A similar analogy may be found in the collapse of Infrastructure Leasing and Financial Services Ltd (IL&FS), which was seed-funded by a clutch of public-sector financial institutions and commercial banks. The institution was expected to bring private-sector credit appraisal and project-finance skills to infrastructure projects because existing term-lending financial institutions were more experienced in corporate project finance. From there to its current state, where a regulator-appointed board is now liquidating assets to pay off debtors, the IL&FS path to ignominy was paved with its senior executives’ arrogance and lack of accountability.

In fact, the government’s repeated attempts to eliminate institutional gaps in project finance has failed to yield the desired results.

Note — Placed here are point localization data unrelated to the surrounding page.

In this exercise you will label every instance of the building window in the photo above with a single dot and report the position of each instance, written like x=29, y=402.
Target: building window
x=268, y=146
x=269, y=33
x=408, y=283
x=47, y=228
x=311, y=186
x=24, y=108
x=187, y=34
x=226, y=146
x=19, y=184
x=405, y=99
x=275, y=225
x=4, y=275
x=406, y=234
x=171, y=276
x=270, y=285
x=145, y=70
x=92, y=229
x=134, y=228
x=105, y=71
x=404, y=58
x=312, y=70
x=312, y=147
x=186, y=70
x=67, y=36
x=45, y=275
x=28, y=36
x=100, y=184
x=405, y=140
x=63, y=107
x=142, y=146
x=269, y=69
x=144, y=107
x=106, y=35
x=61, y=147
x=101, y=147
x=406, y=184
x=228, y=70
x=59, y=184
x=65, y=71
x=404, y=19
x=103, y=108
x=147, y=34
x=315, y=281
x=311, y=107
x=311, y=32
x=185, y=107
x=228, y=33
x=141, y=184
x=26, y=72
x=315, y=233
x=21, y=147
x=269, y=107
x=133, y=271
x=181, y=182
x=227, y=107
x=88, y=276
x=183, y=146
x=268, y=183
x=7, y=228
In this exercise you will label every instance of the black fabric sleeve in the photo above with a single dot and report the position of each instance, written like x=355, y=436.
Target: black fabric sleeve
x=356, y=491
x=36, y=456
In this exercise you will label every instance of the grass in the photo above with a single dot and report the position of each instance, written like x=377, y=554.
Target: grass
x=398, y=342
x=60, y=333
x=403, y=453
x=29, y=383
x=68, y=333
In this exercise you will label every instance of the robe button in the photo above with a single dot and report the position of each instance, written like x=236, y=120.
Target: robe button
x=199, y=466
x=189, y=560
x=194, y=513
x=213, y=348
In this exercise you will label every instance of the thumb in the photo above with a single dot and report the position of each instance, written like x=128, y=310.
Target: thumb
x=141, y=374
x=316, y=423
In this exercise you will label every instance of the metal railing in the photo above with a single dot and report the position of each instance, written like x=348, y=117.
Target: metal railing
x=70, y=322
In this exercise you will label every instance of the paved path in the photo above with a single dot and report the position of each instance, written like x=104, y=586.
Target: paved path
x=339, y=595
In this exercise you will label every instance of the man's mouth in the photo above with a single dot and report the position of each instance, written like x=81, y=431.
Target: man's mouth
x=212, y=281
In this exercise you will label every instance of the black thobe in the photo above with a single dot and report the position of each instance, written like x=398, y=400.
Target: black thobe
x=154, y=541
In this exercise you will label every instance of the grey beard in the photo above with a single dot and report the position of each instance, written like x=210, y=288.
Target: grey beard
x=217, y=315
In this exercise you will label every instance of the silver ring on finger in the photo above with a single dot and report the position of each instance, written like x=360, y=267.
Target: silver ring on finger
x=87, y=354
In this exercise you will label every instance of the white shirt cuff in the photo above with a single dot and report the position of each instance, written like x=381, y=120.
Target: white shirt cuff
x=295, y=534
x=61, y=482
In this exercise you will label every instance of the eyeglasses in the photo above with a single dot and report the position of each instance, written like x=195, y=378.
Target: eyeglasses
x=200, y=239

The conversion of development financial institutions, which were the primary originators of long-term project finance, into commercial banks left a big void in the economy’s credit architecture, especially for financing ambitious infrastructure projects. The government repeatedly created new institutions to fill that gap: the Infrastructure Development Finance Corporation, India Infrastructure Finance Company Ltd, National Infrastructure Investment Fund and National Bank for Financing Infrastructure and Development. Former diplomat Jaimini Bhagwati commented in Business Standard recently that taxpayers have ended up paying the bill for the setting up of successive institutions and the debt overhang they left behind.

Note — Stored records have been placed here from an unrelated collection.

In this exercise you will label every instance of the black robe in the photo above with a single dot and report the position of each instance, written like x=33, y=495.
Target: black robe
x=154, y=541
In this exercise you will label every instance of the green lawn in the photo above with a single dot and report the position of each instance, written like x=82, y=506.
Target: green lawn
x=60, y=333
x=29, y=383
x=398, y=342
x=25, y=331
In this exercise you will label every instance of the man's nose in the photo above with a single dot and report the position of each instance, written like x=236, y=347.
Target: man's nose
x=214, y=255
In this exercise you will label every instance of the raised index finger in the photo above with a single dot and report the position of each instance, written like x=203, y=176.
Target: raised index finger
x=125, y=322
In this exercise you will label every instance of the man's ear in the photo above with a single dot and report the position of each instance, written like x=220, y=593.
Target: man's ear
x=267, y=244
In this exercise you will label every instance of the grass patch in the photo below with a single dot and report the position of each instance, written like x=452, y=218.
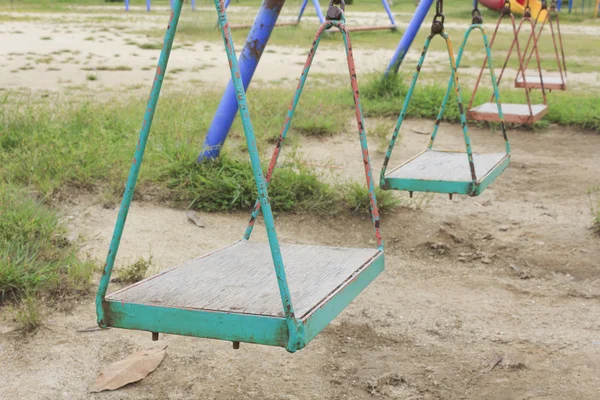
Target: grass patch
x=134, y=272
x=356, y=197
x=150, y=46
x=385, y=97
x=594, y=196
x=227, y=184
x=35, y=256
x=117, y=68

Another example is the Insolvency and Bankruptcy Code (IBC), which was expected to overhaul all the previous unproductive attempts at resolving the problem of industrial sickness and bad loans with commercial banks. The IBC is, of course, structurally a shade better than many of its previous avatars and its initial success in driving resolution in a couple of high-profile cases seemed to indicate that the right institutional solution was finally at hand. But, unfortunately, the IBC has not proved to be impervious to corporate finessing; even the government reverted to the mean by slowing down the resolution process. Consequently, the IBC’s working invited sharp words from the Supreme Court and even a parliamentary standing committee.

The idea of righting a past wrong is often attractive, prompting do-gooders to rush in with unworkable ideas. Second chances can and do often go wrong.